Juárez soon learns he’s up against not just the school administration but also the barriers presented by his pupils’ home lives, which include gang violence, poverty and conflicting family obligations.
The teacher astounds his tween-age students by throwing away their dry, outdated textbooks in favour of hands-on, imaginative, critical thinking, and science and maths lessons become exercises in group problem-solving.
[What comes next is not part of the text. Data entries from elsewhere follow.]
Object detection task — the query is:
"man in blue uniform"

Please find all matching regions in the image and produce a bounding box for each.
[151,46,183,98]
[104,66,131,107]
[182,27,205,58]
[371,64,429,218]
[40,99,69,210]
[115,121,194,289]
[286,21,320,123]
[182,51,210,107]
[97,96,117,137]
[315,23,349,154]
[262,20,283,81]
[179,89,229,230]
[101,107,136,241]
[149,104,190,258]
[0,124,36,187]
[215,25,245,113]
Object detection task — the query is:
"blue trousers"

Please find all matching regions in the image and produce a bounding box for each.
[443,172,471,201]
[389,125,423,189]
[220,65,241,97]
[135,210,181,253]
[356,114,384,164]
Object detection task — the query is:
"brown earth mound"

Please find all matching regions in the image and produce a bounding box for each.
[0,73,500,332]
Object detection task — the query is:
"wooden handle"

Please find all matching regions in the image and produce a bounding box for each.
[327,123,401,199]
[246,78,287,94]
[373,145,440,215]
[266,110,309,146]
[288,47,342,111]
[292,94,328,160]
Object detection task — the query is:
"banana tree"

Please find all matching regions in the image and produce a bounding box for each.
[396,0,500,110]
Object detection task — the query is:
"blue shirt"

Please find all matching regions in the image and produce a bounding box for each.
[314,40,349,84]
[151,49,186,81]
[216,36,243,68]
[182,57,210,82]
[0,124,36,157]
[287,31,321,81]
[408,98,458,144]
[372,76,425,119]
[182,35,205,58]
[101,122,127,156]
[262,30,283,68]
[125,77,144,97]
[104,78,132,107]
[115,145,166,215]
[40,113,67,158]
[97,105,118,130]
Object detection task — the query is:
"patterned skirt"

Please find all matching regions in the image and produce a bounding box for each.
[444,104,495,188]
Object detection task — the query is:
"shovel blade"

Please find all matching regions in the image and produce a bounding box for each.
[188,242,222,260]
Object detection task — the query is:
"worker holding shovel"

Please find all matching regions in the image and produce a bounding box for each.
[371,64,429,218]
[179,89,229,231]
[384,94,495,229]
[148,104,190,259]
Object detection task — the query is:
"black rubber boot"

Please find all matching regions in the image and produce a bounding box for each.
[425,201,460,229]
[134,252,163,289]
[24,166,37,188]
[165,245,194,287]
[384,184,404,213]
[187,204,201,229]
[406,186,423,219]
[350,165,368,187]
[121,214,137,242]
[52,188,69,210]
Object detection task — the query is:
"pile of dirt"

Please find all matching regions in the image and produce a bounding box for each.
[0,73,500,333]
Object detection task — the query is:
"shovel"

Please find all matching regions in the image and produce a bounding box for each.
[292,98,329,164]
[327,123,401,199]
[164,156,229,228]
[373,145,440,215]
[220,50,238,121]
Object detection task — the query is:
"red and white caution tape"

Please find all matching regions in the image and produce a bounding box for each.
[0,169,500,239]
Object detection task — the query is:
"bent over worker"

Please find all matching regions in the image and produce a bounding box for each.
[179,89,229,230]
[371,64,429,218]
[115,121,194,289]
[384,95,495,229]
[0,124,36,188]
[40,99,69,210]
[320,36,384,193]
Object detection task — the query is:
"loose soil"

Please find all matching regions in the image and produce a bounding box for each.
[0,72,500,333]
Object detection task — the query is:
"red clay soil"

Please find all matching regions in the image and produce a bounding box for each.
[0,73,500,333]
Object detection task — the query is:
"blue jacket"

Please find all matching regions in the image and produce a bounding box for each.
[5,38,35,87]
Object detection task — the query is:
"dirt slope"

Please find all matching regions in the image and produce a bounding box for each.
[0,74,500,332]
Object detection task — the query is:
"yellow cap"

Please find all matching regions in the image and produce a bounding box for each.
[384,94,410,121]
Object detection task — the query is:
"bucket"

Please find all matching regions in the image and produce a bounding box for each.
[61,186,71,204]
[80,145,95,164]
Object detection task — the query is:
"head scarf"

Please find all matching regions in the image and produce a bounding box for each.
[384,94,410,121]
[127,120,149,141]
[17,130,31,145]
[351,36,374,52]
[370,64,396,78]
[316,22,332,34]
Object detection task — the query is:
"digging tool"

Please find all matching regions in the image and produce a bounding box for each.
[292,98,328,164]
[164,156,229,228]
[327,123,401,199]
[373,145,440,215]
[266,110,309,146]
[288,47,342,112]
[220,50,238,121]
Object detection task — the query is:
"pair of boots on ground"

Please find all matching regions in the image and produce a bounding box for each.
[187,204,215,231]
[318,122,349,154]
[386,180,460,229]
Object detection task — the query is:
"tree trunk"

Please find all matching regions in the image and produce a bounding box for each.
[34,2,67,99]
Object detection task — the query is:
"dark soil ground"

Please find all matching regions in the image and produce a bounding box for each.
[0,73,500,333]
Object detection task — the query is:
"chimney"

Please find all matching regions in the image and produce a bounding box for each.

He also opens up the learning to what they want – a lesson in which he responds to bright young Lupe’s impromptu query about “philosophy” results in a fascinating discussion about utilitarianism and human choice.
As the charismatic pied piper, Derbez (CODA) makes a delightful lead, but the kids are truly extraordinary – all feel like first-timers, plucked from the streets, who eschew the over-mannered performance of Hollywood kids for touching, sometimes heartbreaking, reality.
Radical has been accused of being idealistic in tone and convenient in its plotting. But director Christopher Zalla wrote the film after reading a 2013 Wired magazine article “A Radical Way of Unleashing a Generation of Geniuses”, by Joshua Davis, and the drama adheres closely to its non-fiction origins.
Inspirational-teacher movies certainly aren’t new, but Radical’s particular context feels like the film we all need right now – whether we are teachers fighting the good fight or wider society understanding what many of our young people are up against.
Kiwi educators will be thrilled with a film demonstrating the tenets of our curriculum, and one that gave me (a teacher by day) fantastic ideas for connecting with my own rangatahi who have become disengaged from mainstream schooling.